Предисловие к читателям в опубликованной "Новой музыке" ("Le Nuove Musiche", 1602) Джулио Каччини (1551-1618) стало программным документом "новой манеры пения" или "тосканской", как называли её современники. Посетитель Камераты Барди, заражённый курсирующими в ней античными идеями, в том числе и платоновским тезисом об этическом эффекте идеально содержательной музыки ("сначала речь, ритм и в последнюю очередь звук"), Каччини начинает с реформирования мадригала. Отказываясь от всех сложностей полифонического мадригала: от его густых хроматизмов, пресловутых мадригализмов, длительной сквозной протяжённости, заменив её чёткими кадансами с каденцией на предпоследнем звуке, он создаёт их как сольные монодии с полярностью верхнего (сольного) голоса и нижнего басового. Ища новые технические способы сольно-вокального интонирования эмоционально значимого слова, он подходит к совершенно новой манере экспрессивного сольного пения, которая оказалась неожиданной даже для продвинутых римских профессионалов и дилетантов.
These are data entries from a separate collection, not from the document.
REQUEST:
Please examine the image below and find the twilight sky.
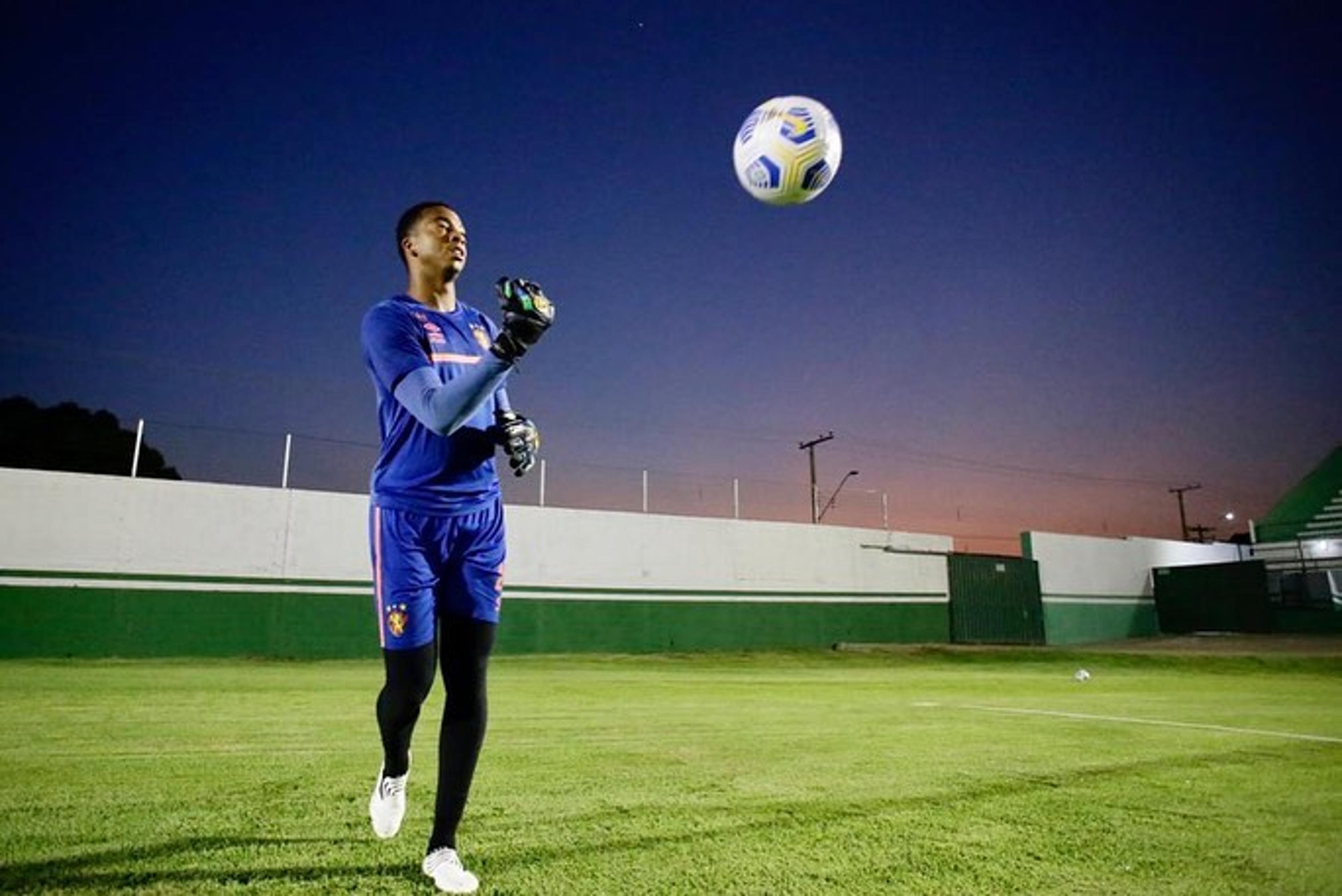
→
[0,0,1342,551]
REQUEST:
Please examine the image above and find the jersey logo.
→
[424,321,447,345]
[387,604,411,637]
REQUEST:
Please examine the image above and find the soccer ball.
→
[731,96,843,205]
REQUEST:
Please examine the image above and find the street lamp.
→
[816,469,858,523]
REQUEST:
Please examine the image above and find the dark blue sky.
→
[0,0,1342,546]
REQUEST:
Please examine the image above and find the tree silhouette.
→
[0,396,181,479]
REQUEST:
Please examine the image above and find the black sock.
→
[428,615,497,852]
[377,642,438,778]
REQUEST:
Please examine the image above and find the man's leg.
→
[377,641,438,778]
[428,615,497,852]
[368,506,438,838]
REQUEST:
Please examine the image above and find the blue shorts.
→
[368,498,505,650]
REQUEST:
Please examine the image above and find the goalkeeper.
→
[361,201,554,893]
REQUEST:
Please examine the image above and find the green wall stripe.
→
[0,570,950,604]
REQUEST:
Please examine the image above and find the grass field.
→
[0,650,1342,896]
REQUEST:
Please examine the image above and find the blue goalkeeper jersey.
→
[361,295,508,515]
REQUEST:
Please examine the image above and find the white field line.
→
[0,575,373,596]
[912,701,1342,743]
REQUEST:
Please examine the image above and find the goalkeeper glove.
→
[492,410,541,476]
[490,276,554,364]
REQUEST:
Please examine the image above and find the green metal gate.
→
[946,554,1044,644]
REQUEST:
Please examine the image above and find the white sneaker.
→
[368,768,411,840]
[420,846,481,893]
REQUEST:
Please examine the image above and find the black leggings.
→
[377,615,497,852]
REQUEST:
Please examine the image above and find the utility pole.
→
[1188,526,1216,545]
[797,431,835,523]
[1170,483,1203,542]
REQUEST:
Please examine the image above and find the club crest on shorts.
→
[387,604,411,637]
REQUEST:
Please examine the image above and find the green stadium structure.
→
[1251,445,1342,611]
[1255,445,1342,543]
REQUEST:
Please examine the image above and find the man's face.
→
[405,205,466,281]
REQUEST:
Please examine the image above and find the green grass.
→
[0,650,1342,896]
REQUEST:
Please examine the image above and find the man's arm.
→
[392,354,513,436]
[361,305,513,436]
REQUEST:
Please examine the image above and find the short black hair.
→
[396,198,456,268]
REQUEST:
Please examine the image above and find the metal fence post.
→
[130,417,145,479]
[279,432,294,488]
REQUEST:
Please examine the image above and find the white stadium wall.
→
[1021,532,1240,644]
[0,468,952,656]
Отрицание виртуозной ренессансной колоратуры, ("более пригодной для игры на струнных или духовых инструментах, чем для голосов"), ничего не имеющей общего с выражением страсти – главным критерием нового "аффектированного пения"; замена импровизированной колоратуры выписанными пассажами и попытка проконтролировать их количество и качество, ввести как узаконенные в мелодическую структуру; новая орнаментика, связанная с гибким и капризным интонированием поющегося слова – messa di voce (филирование первого звука), всевозможные типы "восклицаний" и "замираний"; пунктирный ритм, передающий неуловимые ритмические порывы, опора на натурально звучащие голоса (voce di petto)– стали главными компонентами изысканного и элитарного флорентийского пения, ставшего исполнительской основой и будущих оперных речитативов, и современного искусства камерного пения. "Совершенная грация" (intera grazia), "лёгкость, небрежность, непринуждённость" (sprezzatura) – ключевые слова, которыми Каччини начинает своё обращение к читателям, скрывают сознательное нарушение старых установленных норм и традиций в музыкальном (и не только) искусстве, с которыми Каччини решительно порывает в своей новой вокально-исполнительной эстетике, отразившей новый личностный артистизм предбарочной эпохи.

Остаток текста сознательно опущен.